Bruxelles, 10 mai 1852, lundi matin, 8 h.

Bonjour, mon petit homme, bonjour, et bonheur à toi que j’aime, bonjour, sois heureux, je t’adore. J’aurais bien désiré être des vôtres, mercredi, mais puisque cela ne se peut pas amuse toi pour deux, mon bien aimé, afin que ma part de plaisir ne soit pas perdue [1]. Tâche aussi de me donner une fiche de compensation d’ici-là en me faisant sortir en peu plus longtemps que de coutume.
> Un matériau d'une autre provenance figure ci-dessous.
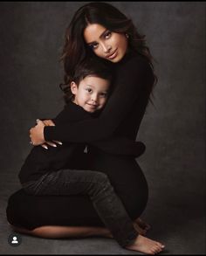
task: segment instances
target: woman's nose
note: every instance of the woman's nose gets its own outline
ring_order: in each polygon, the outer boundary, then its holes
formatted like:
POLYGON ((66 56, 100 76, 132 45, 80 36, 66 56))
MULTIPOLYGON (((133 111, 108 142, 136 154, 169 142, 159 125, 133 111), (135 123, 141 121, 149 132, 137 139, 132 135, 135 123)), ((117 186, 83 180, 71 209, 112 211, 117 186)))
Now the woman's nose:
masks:
POLYGON ((109 51, 112 49, 112 46, 107 45, 105 43, 102 43, 102 48, 103 48, 104 52, 109 52, 109 51))

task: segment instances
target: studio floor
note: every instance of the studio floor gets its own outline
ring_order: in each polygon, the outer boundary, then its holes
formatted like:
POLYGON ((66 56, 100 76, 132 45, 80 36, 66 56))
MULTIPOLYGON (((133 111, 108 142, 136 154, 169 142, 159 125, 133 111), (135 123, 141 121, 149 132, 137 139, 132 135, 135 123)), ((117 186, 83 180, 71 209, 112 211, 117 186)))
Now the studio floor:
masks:
MULTIPOLYGON (((121 248, 113 239, 86 238, 47 239, 20 234, 18 246, 11 246, 8 238, 13 233, 7 223, 5 210, 11 193, 20 188, 12 173, 3 174, 0 182, 0 254, 142 254, 121 248)), ((168 195, 169 198, 169 192, 168 195)), ((161 254, 205 254, 205 216, 203 197, 198 200, 165 200, 154 195, 141 218, 152 226, 148 233, 150 239, 166 245, 161 254), (158 199, 159 198, 159 199, 158 199)))

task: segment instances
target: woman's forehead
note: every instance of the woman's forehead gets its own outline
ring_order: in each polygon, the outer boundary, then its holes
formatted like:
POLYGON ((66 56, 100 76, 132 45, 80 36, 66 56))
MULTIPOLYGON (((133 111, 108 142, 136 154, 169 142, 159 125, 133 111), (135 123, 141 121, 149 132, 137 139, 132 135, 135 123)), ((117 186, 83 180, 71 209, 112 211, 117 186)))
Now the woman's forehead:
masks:
POLYGON ((100 38, 106 28, 99 24, 90 24, 84 31, 84 38, 87 44, 100 38))

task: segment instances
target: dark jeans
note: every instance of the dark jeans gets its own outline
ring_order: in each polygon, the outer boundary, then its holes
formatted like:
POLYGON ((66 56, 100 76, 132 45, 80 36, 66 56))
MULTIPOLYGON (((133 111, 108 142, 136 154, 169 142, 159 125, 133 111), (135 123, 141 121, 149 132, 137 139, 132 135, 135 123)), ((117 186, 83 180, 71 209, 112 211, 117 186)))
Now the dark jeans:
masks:
POLYGON ((28 194, 88 195, 105 225, 122 246, 132 245, 138 232, 106 174, 81 170, 60 170, 23 184, 28 194))

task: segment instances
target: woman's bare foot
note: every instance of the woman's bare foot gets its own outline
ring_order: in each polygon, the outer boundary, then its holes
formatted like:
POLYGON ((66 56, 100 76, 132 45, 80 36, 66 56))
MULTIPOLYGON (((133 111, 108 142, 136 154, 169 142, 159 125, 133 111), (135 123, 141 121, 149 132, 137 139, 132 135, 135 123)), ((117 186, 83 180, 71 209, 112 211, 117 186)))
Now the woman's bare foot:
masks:
POLYGON ((147 231, 148 231, 151 226, 150 225, 148 225, 147 222, 143 221, 141 218, 138 218, 137 219, 135 219, 134 221, 141 229, 145 230, 146 232, 147 231))
POLYGON ((134 229, 138 232, 140 235, 145 236, 147 233, 146 229, 142 229, 135 221, 133 223, 134 229))
POLYGON ((146 254, 156 254, 163 250, 165 246, 157 241, 138 235, 132 246, 126 246, 126 249, 137 251, 146 254))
Songe qu’avec les deux jours de Dumas, le voyage d’Anvers et les Bourbon plus ou moins redoublés de De Brouckère mes jours seront plus filés d’ennui et de tristesse que de soie et d’or. Je ne te parle pas de toutes les bonnes promesses de voyage que tu m’avais faites et qui ne se réaliseront pas, je le crains trop. Mais, mon pauvre bien aimé, il y a bien des instants que tu pourrais dérober aux curieux et aux désœuvrés pour en faire la joie et le bonheur de ma vie. Cet éternel rabâchage, je le recommence tous les jours avec la même persévérance et la même [fureur  ?] que Sisyphea et son caillou, ce qui ne me décourage pas AU CONTRAIRE. Le jour où je cesserai de te désirer, c’est que je serai morte dans le ventre et dans le ciel comme le pigeon du jeune Toto. D’ici-là, je continue de vous aimer, de vous espérer, de vous désirer et de vous adorer à l’infinitif et à l’infini ; baisez moi et venez tout de suite si vous l’osez.

Juliette

BnF, Mss, NAF 16371, f. 11-12
Transcription de Bénédicte Duthion assistée de Florence Naugrette

a) « Sysiphe ».


Bruxelles, 10 mai 1852, lundi matin, 11 h. ½

Quelle belle journée, mon petit homme, et quelle joie ce serait d’en profiter tous les deux bras dessus bras-dessous à Saint Josse-Ten-Noodea [2] ou ailleurs. J’envoie Suzanne chez toi avec mission, si tu en es d’accord, de te prier de venir me chercher de bonne heure si tu peux. En attendant je fais force de voiles et de rames pour copire le plus possible afin de n’être pas en retard vis à vis de toi. Tout à l’heure je vais m’y mettre d’arrache plume. Justement, je me porte assez bien et mon vieux mort est parti, ce qui me permet de respirer un peu mieux, aussi je vais en abattre de ces petites pattes de mouches. Quelle ravissante surprise si tu pouvais passer avec moi, dîner et le RESTE. Mais ce n’est guère probable avec la vie d’anachorète du jeune Charlot. Je n’y compte pas, je me borne à le désirer dans le vague de l’impossible. Quand je pense que je ne te verrai pas de la journée de mercredi je suis toute triste et pourtant j’ai besoin que tu sois heureux, que tu te portes bien et que tu t’amuses. L’injuste est que je ne puisse pas l’être avec toi. Ça n’est pas ta faute et je ne t’en veux pas. Mais je fais de durs reproches à la Providence pour cette inégalité de partage qui n’est pas digne d’elle. À quoi sert d’être la suprême intelligence si on n’est pas la suprême bonté et la suprême justice ? Taisez-vous et laissez-moi avaler mes regrets comme je peux. D’ailleurs, vous avez un moyen de me fermer la bouche avec la vôtre et de faire de mes invectives des cris de bonheur et de reconnaissance.

Juliette

BnF, Mss, NAF 16371, f. 13-14
Transcription de Bénédicte Duthion assistée de Florence Naugrette

a) « Saint Joste Tennoode ».

Notes

[1Le 12 mai 1852 Victor Hugo, Charles et Van Hasselt font une excursion à Hal.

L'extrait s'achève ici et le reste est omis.